NiAl composites with and without an hBN interlayer were produced from matrix-coated single-crystalline Al2O3 fibres (sapphire) by diffusion bonding. The evolution of interface structure and chemistry during the fabrication processes (fibre coating, diffusion bonding and embedded casting) was characterized by electron microscopy. The interface shear stress for complete debonding was measured by fibre push-out tests at room temperature. Interface structural analysis by transmission electron microscopy demonstrates that a high interface shear strength (about 230–250 MPa) in the composites without hBN interlayers is achieved by direct contact of NiAl with aluminium oxide (intrinsic coherence).

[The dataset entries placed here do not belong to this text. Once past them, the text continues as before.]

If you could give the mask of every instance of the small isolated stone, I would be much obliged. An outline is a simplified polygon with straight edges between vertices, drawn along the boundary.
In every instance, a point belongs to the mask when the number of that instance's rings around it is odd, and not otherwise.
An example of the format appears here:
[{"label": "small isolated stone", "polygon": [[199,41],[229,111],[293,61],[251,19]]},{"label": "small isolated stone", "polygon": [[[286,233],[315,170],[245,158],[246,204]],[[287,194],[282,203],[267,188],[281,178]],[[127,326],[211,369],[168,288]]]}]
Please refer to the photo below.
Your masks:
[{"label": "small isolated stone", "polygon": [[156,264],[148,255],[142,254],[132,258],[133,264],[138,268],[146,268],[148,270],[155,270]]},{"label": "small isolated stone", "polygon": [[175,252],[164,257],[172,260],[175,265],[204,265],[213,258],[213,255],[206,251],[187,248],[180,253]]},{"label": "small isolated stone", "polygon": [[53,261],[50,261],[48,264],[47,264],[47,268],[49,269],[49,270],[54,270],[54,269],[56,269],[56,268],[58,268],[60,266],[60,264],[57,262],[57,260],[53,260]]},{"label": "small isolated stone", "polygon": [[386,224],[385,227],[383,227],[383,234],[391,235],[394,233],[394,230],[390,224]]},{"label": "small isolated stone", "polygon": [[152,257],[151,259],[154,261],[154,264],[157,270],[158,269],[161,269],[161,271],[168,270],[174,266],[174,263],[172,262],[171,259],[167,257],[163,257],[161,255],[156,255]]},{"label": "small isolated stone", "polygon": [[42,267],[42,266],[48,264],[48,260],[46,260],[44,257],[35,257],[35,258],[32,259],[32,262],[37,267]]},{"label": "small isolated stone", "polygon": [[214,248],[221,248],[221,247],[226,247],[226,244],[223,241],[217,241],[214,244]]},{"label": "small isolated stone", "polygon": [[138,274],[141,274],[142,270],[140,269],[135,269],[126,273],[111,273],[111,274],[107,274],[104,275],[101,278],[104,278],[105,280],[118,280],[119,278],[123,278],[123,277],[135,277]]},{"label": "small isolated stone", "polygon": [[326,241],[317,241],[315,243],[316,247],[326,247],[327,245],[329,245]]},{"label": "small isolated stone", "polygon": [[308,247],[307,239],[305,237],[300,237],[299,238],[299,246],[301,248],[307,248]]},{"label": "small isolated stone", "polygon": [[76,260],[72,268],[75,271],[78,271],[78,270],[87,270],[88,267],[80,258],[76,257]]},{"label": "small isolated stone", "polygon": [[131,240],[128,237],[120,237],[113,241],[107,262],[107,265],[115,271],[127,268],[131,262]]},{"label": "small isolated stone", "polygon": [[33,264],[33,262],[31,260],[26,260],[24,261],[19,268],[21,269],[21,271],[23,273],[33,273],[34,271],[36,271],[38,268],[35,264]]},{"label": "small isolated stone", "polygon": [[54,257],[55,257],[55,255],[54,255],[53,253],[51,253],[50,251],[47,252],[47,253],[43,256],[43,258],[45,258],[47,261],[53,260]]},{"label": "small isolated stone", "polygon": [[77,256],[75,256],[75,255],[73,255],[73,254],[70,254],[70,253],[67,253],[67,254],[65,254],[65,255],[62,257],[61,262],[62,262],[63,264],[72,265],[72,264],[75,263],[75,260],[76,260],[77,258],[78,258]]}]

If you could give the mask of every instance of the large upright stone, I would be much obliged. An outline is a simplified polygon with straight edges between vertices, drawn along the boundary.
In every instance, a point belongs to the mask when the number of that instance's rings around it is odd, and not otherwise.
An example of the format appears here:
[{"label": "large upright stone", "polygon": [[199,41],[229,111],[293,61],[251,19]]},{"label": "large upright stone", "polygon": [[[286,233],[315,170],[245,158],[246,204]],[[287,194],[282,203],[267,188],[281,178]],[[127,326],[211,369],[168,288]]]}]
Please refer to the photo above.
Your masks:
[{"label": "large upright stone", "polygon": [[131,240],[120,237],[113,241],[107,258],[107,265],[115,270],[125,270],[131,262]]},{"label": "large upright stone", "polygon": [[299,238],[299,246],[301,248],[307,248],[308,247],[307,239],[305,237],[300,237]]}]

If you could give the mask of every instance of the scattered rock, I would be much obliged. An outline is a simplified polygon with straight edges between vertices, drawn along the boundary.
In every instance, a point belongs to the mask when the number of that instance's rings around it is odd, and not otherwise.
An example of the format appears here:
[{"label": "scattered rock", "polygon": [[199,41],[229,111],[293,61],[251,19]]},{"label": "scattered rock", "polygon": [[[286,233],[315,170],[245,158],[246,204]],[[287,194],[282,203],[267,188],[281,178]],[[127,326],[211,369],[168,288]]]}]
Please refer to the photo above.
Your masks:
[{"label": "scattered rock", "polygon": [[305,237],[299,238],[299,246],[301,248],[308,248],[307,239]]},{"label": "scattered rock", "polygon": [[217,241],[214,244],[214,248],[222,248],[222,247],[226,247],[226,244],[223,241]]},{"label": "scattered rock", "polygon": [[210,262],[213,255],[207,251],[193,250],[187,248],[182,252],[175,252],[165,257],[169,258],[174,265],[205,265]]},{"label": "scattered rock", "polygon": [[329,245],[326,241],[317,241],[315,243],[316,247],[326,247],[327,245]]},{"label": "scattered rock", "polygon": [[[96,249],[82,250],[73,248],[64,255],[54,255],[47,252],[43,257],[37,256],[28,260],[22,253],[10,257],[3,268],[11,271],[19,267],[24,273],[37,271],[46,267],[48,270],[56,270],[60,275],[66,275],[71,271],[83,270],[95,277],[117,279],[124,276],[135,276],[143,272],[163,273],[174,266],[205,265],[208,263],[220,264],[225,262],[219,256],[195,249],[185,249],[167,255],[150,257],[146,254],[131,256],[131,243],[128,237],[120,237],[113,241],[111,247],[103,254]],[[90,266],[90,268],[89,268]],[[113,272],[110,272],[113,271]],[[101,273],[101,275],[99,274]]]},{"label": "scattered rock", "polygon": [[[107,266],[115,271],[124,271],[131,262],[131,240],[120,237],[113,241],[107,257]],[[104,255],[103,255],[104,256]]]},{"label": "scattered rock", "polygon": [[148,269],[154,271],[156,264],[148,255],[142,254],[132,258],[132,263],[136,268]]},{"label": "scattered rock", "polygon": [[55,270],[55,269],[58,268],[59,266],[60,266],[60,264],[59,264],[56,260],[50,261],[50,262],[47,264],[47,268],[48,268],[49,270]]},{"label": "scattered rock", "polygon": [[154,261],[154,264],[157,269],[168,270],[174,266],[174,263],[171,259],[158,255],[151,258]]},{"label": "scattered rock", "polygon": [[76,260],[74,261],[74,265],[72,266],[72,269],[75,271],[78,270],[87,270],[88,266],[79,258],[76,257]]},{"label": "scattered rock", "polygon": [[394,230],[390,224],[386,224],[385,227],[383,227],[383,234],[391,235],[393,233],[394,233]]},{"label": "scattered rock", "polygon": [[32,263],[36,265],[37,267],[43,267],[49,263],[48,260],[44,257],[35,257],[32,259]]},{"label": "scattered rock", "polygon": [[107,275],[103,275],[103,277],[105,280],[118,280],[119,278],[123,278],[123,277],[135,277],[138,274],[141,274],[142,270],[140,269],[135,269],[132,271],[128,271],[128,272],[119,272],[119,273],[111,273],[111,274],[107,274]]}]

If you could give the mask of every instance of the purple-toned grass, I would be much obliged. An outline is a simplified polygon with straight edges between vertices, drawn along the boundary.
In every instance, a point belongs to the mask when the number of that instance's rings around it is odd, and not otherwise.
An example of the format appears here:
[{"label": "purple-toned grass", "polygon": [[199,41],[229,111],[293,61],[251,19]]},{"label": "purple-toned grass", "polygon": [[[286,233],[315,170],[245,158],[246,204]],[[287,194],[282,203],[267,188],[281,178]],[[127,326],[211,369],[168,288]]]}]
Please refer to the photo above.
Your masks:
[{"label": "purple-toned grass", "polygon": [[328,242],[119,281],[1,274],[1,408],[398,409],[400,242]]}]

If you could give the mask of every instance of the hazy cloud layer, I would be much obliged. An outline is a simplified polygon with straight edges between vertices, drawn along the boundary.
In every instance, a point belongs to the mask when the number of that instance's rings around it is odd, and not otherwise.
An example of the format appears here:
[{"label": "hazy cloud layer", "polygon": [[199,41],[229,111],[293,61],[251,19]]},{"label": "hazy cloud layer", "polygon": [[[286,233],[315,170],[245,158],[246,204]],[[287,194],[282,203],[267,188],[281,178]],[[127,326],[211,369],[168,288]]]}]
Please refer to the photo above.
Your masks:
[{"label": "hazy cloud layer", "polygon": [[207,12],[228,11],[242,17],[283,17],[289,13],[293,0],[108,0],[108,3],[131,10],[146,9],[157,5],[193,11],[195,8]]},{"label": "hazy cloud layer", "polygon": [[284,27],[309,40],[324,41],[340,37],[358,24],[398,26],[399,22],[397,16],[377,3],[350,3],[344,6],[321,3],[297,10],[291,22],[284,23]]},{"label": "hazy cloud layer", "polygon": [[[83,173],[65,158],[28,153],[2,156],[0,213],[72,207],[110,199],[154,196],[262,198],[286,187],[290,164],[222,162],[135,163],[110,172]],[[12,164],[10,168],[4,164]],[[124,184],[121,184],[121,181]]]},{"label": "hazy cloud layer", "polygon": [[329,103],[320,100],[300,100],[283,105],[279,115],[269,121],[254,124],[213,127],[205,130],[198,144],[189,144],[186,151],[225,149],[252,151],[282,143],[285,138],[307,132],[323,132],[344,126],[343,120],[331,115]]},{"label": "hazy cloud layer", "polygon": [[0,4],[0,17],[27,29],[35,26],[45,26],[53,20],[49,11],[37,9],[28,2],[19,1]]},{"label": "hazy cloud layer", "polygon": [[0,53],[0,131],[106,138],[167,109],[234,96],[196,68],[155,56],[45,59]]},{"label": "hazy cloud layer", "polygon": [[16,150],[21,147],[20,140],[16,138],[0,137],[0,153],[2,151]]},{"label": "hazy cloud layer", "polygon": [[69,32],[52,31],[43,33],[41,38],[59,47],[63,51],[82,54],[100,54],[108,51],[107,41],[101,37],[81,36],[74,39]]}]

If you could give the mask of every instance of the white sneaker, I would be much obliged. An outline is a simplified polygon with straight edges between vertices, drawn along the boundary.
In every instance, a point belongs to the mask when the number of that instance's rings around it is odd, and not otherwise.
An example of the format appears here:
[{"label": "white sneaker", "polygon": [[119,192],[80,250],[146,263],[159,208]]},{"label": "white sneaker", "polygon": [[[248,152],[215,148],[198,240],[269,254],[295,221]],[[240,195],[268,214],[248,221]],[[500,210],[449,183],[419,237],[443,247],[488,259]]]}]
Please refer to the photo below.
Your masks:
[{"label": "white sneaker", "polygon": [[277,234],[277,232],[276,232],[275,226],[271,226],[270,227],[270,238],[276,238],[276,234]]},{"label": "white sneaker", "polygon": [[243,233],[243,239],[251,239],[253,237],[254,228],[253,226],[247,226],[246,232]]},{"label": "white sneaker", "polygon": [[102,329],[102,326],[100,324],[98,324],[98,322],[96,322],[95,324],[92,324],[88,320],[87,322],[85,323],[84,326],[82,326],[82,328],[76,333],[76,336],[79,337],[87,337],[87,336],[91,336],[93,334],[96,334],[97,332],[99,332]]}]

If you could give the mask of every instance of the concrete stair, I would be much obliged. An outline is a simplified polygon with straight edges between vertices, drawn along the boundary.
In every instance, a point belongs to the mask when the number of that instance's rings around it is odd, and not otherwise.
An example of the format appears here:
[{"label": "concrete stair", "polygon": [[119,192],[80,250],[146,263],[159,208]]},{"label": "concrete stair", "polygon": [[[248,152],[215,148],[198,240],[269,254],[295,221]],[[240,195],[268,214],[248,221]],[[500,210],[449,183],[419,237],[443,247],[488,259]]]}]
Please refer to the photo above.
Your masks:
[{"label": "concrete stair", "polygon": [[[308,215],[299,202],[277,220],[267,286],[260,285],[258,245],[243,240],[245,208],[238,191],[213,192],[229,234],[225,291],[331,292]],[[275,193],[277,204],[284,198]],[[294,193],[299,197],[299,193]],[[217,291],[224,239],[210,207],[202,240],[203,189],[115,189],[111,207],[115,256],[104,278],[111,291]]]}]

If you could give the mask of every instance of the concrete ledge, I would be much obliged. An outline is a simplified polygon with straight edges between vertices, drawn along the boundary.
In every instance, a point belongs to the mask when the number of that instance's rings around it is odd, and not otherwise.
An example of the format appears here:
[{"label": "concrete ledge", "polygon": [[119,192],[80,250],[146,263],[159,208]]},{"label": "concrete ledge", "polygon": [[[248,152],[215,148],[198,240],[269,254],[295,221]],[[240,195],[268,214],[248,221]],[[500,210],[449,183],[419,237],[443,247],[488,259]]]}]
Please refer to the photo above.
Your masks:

In the composites with hBN interlayers the boron nitride was partially (as-diffusion-bonded composite) or completely (as-cast composite) transformed to AlN owing to a chemical reaction with NiAl at high temperatures. The low interface shear strength (about 70 MPa) of the as-diffusion-bonded composites was caused by sliding of textured hBN basal planes. The low interface shear strength (about 75 MPa) of the as-cast composites was attributed to segregation of aluminium boride to triple junctions and grain boundaries of AlN. The interfacial reactions in the composites with hBN interlayers can be rationalized from thermodynamic calculations.